Ahogados en la superficie

En muchas habitaciones oscuras, alrededor del mundo, miles de personas miran las pantallas titilantes de sus dispositivos. Con avidez, reteniendo el aliento, consumen la basura destilada por ejércitos gigantescos de “trolls” que tienen sus cuarteles en las redes sociales. Los contenidos que son el arma preferida de ese ejército han sido generados industrialmente con Inteligencia Artificial. Con este procedimiento las grandes corporaciones informáticas crean unos consumidores ideales cuya capacidad crítica ha sido cuidadosamente adormecida. Por eso mentiras descabelladas, o ideas de conspiraciones absurdas, acaparan un número masivo de reproducciones mientras que la historia y la verdad tiritan en la intemperie, huérfanas de público y exiliadas de la mentalidad popular. Nadie quiere abandonar el placentero y falaz ensueño de banalidad que crea falsos salvadores y falsos enemigos.

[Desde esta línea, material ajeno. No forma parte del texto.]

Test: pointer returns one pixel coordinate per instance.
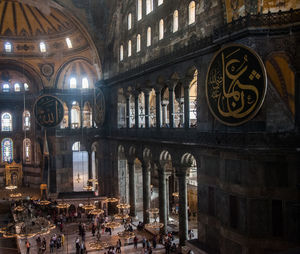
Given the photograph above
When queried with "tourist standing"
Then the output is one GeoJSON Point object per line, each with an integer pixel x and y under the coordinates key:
{"type": "Point", "coordinates": [135, 240]}
{"type": "Point", "coordinates": [118, 249]}
{"type": "Point", "coordinates": [28, 246]}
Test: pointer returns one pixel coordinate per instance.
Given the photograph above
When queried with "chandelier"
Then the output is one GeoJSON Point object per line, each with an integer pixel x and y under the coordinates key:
{"type": "Point", "coordinates": [44, 202]}
{"type": "Point", "coordinates": [112, 200]}
{"type": "Point", "coordinates": [112, 224]}
{"type": "Point", "coordinates": [15, 195]}
{"type": "Point", "coordinates": [19, 208]}
{"type": "Point", "coordinates": [126, 235]}
{"type": "Point", "coordinates": [153, 212]}
{"type": "Point", "coordinates": [11, 187]}
{"type": "Point", "coordinates": [88, 188]}
{"type": "Point", "coordinates": [96, 211]}
{"type": "Point", "coordinates": [63, 205]}
{"type": "Point", "coordinates": [78, 179]}
{"type": "Point", "coordinates": [98, 245]}
{"type": "Point", "coordinates": [175, 194]}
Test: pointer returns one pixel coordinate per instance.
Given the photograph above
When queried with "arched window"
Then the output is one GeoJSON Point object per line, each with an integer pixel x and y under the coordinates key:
{"type": "Point", "coordinates": [42, 47]}
{"type": "Point", "coordinates": [27, 150]}
{"type": "Point", "coordinates": [121, 53]}
{"type": "Point", "coordinates": [7, 150]}
{"type": "Point", "coordinates": [87, 115]}
{"type": "Point", "coordinates": [6, 122]}
{"type": "Point", "coordinates": [192, 12]}
{"type": "Point", "coordinates": [149, 36]}
{"type": "Point", "coordinates": [76, 147]}
{"type": "Point", "coordinates": [140, 9]}
{"type": "Point", "coordinates": [17, 87]}
{"type": "Point", "coordinates": [129, 21]}
{"type": "Point", "coordinates": [129, 48]}
{"type": "Point", "coordinates": [75, 115]}
{"type": "Point", "coordinates": [193, 100]}
{"type": "Point", "coordinates": [138, 43]}
{"type": "Point", "coordinates": [26, 87]}
{"type": "Point", "coordinates": [69, 43]}
{"type": "Point", "coordinates": [175, 21]}
{"type": "Point", "coordinates": [161, 29]}
{"type": "Point", "coordinates": [26, 120]}
{"type": "Point", "coordinates": [149, 6]}
{"type": "Point", "coordinates": [80, 167]}
{"type": "Point", "coordinates": [85, 83]}
{"type": "Point", "coordinates": [65, 122]}
{"type": "Point", "coordinates": [5, 87]}
{"type": "Point", "coordinates": [8, 47]}
{"type": "Point", "coordinates": [73, 82]}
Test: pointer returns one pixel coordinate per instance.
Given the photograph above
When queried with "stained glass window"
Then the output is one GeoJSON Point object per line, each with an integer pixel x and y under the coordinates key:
{"type": "Point", "coordinates": [7, 150]}
{"type": "Point", "coordinates": [27, 150]}
{"type": "Point", "coordinates": [6, 122]}
{"type": "Point", "coordinates": [26, 120]}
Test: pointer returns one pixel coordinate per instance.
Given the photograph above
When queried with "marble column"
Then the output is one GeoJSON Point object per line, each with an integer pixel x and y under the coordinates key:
{"type": "Point", "coordinates": [136, 109]}
{"type": "Point", "coordinates": [183, 216]}
{"type": "Point", "coordinates": [132, 189]}
{"type": "Point", "coordinates": [158, 109]}
{"type": "Point", "coordinates": [128, 111]}
{"type": "Point", "coordinates": [162, 199]}
{"type": "Point", "coordinates": [146, 191]}
{"type": "Point", "coordinates": [171, 107]}
{"type": "Point", "coordinates": [147, 108]}
{"type": "Point", "coordinates": [81, 115]}
{"type": "Point", "coordinates": [90, 173]}
{"type": "Point", "coordinates": [186, 107]}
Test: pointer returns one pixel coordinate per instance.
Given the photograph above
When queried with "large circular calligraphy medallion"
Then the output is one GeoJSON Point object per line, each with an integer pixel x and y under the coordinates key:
{"type": "Point", "coordinates": [49, 111]}
{"type": "Point", "coordinates": [236, 84]}
{"type": "Point", "coordinates": [99, 108]}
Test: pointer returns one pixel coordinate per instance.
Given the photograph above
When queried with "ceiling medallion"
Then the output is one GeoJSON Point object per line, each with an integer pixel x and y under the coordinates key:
{"type": "Point", "coordinates": [236, 84]}
{"type": "Point", "coordinates": [47, 70]}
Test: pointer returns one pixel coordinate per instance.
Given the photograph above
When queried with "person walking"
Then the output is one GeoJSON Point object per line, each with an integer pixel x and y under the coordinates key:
{"type": "Point", "coordinates": [28, 245]}
{"type": "Point", "coordinates": [118, 249]}
{"type": "Point", "coordinates": [135, 241]}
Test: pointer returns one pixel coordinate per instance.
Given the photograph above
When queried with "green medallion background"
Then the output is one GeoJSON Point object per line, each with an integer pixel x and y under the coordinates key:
{"type": "Point", "coordinates": [235, 85]}
{"type": "Point", "coordinates": [49, 111]}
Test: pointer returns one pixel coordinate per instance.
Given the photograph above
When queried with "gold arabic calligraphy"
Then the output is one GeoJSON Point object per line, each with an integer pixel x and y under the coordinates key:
{"type": "Point", "coordinates": [232, 86]}
{"type": "Point", "coordinates": [48, 112]}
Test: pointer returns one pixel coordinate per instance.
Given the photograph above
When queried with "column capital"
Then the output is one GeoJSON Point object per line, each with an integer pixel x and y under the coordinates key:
{"type": "Point", "coordinates": [171, 84]}
{"type": "Point", "coordinates": [146, 165]}
{"type": "Point", "coordinates": [146, 91]}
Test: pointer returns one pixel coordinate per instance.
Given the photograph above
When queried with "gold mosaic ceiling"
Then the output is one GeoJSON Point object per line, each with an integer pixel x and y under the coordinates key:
{"type": "Point", "coordinates": [22, 20]}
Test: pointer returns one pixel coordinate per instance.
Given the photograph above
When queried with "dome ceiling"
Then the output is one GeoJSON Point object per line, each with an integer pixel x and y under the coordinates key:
{"type": "Point", "coordinates": [23, 20]}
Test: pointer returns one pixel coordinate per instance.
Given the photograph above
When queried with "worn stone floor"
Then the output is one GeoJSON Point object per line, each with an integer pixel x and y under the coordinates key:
{"type": "Point", "coordinates": [71, 233]}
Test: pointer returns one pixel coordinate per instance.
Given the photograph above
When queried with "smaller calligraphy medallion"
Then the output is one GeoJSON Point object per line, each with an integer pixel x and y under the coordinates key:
{"type": "Point", "coordinates": [236, 85]}
{"type": "Point", "coordinates": [49, 111]}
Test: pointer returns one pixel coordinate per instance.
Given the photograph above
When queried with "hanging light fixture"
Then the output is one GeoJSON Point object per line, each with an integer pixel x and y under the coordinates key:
{"type": "Point", "coordinates": [112, 200]}
{"type": "Point", "coordinates": [88, 206]}
{"type": "Point", "coordinates": [44, 202]}
{"type": "Point", "coordinates": [11, 187]}
{"type": "Point", "coordinates": [78, 179]}
{"type": "Point", "coordinates": [15, 195]}
{"type": "Point", "coordinates": [98, 245]}
{"type": "Point", "coordinates": [175, 194]}
{"type": "Point", "coordinates": [63, 205]}
{"type": "Point", "coordinates": [96, 211]}
{"type": "Point", "coordinates": [19, 208]}
{"type": "Point", "coordinates": [154, 212]}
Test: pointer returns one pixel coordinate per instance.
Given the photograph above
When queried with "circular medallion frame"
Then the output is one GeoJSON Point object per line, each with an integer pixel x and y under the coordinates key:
{"type": "Point", "coordinates": [240, 99]}
{"type": "Point", "coordinates": [48, 111]}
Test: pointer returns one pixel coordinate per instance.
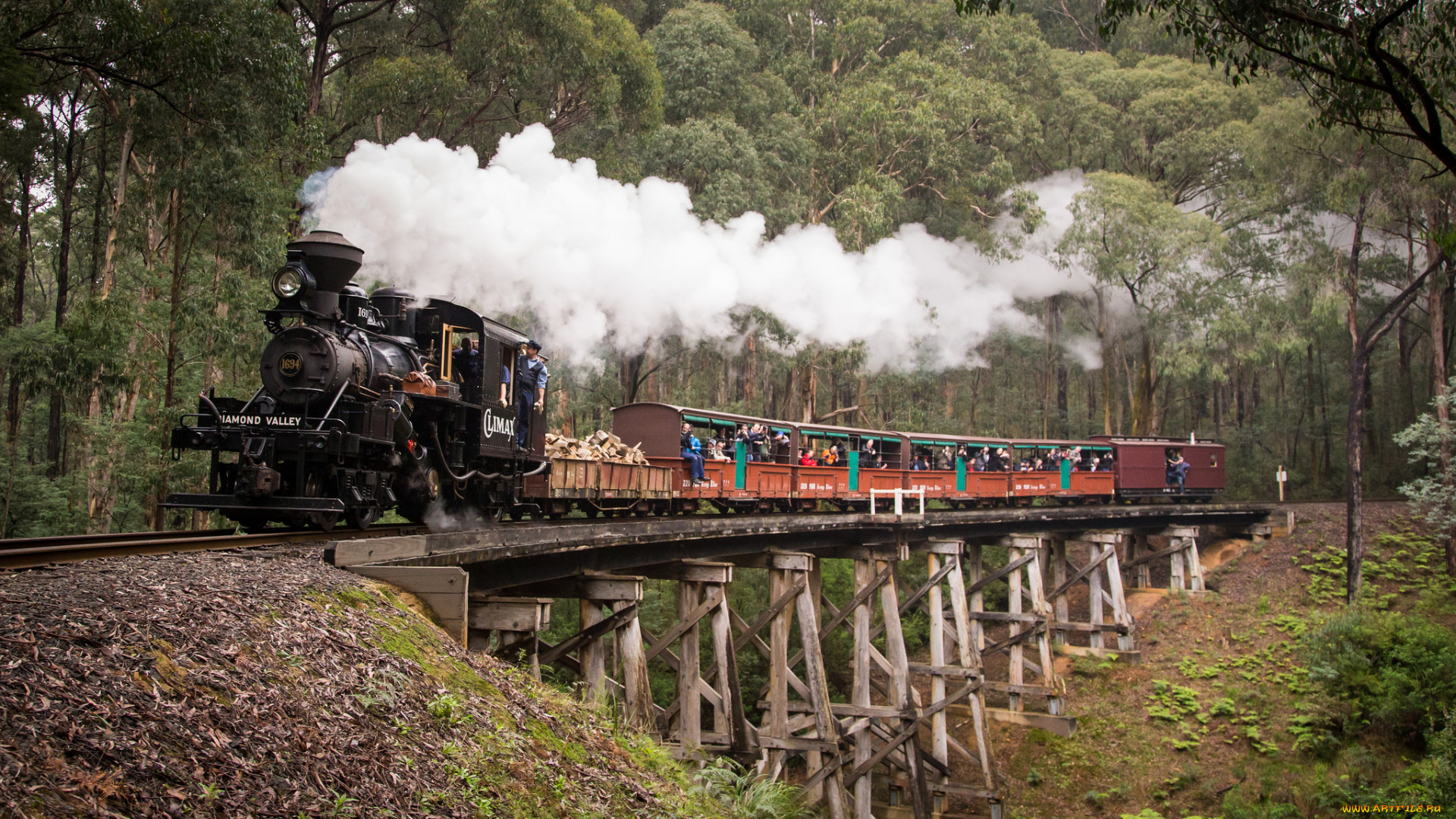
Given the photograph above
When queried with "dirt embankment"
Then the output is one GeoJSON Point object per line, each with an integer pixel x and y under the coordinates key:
{"type": "Point", "coordinates": [1207, 723]}
{"type": "Point", "coordinates": [268, 684]}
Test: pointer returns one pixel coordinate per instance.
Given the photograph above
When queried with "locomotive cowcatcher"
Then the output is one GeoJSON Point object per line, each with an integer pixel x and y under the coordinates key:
{"type": "Point", "coordinates": [366, 406]}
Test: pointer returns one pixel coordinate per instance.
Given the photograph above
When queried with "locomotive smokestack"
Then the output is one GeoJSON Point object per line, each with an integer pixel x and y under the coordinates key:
{"type": "Point", "coordinates": [331, 259]}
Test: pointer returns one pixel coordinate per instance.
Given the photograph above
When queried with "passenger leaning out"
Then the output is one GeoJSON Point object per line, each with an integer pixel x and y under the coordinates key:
{"type": "Point", "coordinates": [695, 461]}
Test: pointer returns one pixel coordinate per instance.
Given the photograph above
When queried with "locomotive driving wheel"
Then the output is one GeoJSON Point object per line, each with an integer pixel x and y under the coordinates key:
{"type": "Point", "coordinates": [362, 516]}
{"type": "Point", "coordinates": [419, 497]}
{"type": "Point", "coordinates": [325, 521]}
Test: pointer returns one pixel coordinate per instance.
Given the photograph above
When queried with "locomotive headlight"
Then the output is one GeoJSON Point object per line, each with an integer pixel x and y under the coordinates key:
{"type": "Point", "coordinates": [290, 281]}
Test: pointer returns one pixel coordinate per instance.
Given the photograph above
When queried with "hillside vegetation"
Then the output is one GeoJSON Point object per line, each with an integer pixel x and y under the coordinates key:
{"type": "Point", "coordinates": [1270, 700]}
{"type": "Point", "coordinates": [268, 684]}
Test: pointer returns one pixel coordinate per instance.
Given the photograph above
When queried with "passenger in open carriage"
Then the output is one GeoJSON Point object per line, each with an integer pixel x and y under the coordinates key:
{"type": "Point", "coordinates": [946, 458]}
{"type": "Point", "coordinates": [868, 457]}
{"type": "Point", "coordinates": [781, 447]}
{"type": "Point", "coordinates": [759, 442]}
{"type": "Point", "coordinates": [691, 452]}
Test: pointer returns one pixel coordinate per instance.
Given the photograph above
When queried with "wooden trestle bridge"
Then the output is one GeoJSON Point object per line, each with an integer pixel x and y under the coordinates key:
{"type": "Point", "coordinates": [912, 741]}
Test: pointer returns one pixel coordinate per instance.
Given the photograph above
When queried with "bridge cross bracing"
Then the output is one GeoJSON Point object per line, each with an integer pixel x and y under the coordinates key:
{"type": "Point", "coordinates": [1005, 594]}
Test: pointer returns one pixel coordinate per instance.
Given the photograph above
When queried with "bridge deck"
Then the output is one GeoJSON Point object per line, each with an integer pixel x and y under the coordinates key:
{"type": "Point", "coordinates": [516, 554]}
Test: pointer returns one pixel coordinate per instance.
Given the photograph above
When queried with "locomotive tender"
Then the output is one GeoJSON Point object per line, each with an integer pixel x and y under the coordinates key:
{"type": "Point", "coordinates": [363, 410]}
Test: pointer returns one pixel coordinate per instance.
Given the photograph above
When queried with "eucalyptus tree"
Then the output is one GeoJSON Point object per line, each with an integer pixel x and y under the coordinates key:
{"type": "Point", "coordinates": [1383, 67]}
{"type": "Point", "coordinates": [1138, 243]}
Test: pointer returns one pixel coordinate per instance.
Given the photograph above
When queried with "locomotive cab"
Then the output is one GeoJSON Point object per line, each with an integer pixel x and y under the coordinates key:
{"type": "Point", "coordinates": [364, 407]}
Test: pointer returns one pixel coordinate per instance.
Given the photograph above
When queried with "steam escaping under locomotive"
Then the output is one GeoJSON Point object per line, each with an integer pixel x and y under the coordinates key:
{"type": "Point", "coordinates": [362, 409]}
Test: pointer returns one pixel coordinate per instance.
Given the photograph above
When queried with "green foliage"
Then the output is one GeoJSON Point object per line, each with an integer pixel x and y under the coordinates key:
{"type": "Point", "coordinates": [748, 795]}
{"type": "Point", "coordinates": [1386, 673]}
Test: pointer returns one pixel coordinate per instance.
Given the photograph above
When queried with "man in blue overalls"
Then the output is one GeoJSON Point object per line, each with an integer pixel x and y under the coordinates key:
{"type": "Point", "coordinates": [530, 390]}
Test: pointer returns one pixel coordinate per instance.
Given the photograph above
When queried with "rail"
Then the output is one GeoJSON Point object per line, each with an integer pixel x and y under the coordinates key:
{"type": "Point", "coordinates": [900, 496]}
{"type": "Point", "coordinates": [31, 553]}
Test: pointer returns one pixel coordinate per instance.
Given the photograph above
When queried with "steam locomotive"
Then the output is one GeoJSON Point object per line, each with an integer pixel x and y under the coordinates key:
{"type": "Point", "coordinates": [360, 407]}
{"type": "Point", "coordinates": [363, 410]}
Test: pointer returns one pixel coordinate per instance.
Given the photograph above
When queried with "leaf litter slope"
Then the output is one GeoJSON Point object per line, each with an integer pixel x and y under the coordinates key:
{"type": "Point", "coordinates": [268, 684]}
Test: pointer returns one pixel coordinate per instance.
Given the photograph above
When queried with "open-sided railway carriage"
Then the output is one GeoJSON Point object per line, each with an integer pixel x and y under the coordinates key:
{"type": "Point", "coordinates": [369, 404]}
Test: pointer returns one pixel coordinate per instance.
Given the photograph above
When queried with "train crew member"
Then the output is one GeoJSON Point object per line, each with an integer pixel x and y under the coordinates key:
{"type": "Point", "coordinates": [1177, 469]}
{"type": "Point", "coordinates": [691, 447]}
{"type": "Point", "coordinates": [781, 447]}
{"type": "Point", "coordinates": [465, 362]}
{"type": "Point", "coordinates": [870, 458]}
{"type": "Point", "coordinates": [530, 390]}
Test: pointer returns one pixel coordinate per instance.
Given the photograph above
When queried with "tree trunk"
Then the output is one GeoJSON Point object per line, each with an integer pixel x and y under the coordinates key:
{"type": "Point", "coordinates": [1144, 395]}
{"type": "Point", "coordinates": [18, 306]}
{"type": "Point", "coordinates": [108, 270]}
{"type": "Point", "coordinates": [175, 309]}
{"type": "Point", "coordinates": [1354, 423]}
{"type": "Point", "coordinates": [808, 387]}
{"type": "Point", "coordinates": [63, 284]}
{"type": "Point", "coordinates": [1107, 362]}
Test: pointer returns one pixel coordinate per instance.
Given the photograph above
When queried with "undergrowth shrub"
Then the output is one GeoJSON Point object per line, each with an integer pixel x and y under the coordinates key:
{"type": "Point", "coordinates": [748, 793]}
{"type": "Point", "coordinates": [1382, 672]}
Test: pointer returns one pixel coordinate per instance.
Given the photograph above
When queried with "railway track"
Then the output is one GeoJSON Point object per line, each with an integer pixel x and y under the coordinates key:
{"type": "Point", "coordinates": [30, 553]}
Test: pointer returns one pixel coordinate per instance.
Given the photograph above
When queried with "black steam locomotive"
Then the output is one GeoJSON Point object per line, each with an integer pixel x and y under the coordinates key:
{"type": "Point", "coordinates": [362, 407]}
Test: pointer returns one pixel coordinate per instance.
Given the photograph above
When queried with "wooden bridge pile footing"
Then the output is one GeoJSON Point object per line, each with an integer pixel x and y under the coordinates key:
{"type": "Point", "coordinates": [912, 741]}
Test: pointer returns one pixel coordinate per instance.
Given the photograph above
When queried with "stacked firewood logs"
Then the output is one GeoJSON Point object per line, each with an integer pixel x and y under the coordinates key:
{"type": "Point", "coordinates": [599, 447]}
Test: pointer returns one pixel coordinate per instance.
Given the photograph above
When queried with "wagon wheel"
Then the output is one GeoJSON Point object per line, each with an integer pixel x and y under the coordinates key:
{"type": "Point", "coordinates": [253, 523]}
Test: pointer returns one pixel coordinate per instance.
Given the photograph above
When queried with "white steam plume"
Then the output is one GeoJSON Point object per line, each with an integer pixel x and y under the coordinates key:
{"type": "Point", "coordinates": [603, 262]}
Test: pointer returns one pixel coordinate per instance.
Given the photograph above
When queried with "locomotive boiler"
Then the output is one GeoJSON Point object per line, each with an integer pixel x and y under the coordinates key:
{"type": "Point", "coordinates": [366, 406]}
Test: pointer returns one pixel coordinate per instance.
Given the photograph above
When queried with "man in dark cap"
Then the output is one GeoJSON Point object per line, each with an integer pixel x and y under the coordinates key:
{"type": "Point", "coordinates": [530, 390]}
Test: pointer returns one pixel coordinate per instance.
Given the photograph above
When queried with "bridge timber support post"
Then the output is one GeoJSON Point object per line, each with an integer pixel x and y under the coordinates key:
{"type": "Point", "coordinates": [1104, 582]}
{"type": "Point", "coordinates": [1025, 556]}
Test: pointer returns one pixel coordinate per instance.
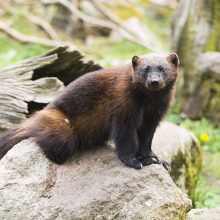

La ola de superficialidad que nos ahoga se ha ensañado con la educación atacando con especial saña a la educación superior. Los grandes magnates de Silicon Valley han vendido exitosamente la idea de que teniendo a la mano mucha información cualquier clase de esfuerzo educativo es ocioso. Por tanto, de acuerdo a esta falacia, los cursos rápidos de entrenamiento que sobre asuntos específicos se pueden encontrar en la red mundial son más que suficientes para la formación de las personas. Esta falsedad tiene la ventaja enorme de crear grupos humanos entrenados para tareas muy particulares y aptos para unos puestos de trabajo determinados, fuera de los cuales no serían funcionales en la sociedad. Aparece entonces el “experto” en cuestiones nimias que realiza un trabajo nimio para sus grandes empleadores. Por el contrario, la educación superior busca la universalidad y el pensamiento crítico y liberador. Quiere otorgar la posibilidad de que sus estudiantes puedan escoger su propio destino y elegir también el rumbo que debe llevar la sociedad. Por todo esto solo las aulas universitarias pueden otorgar auténtico futuro para auténticos seres humanos.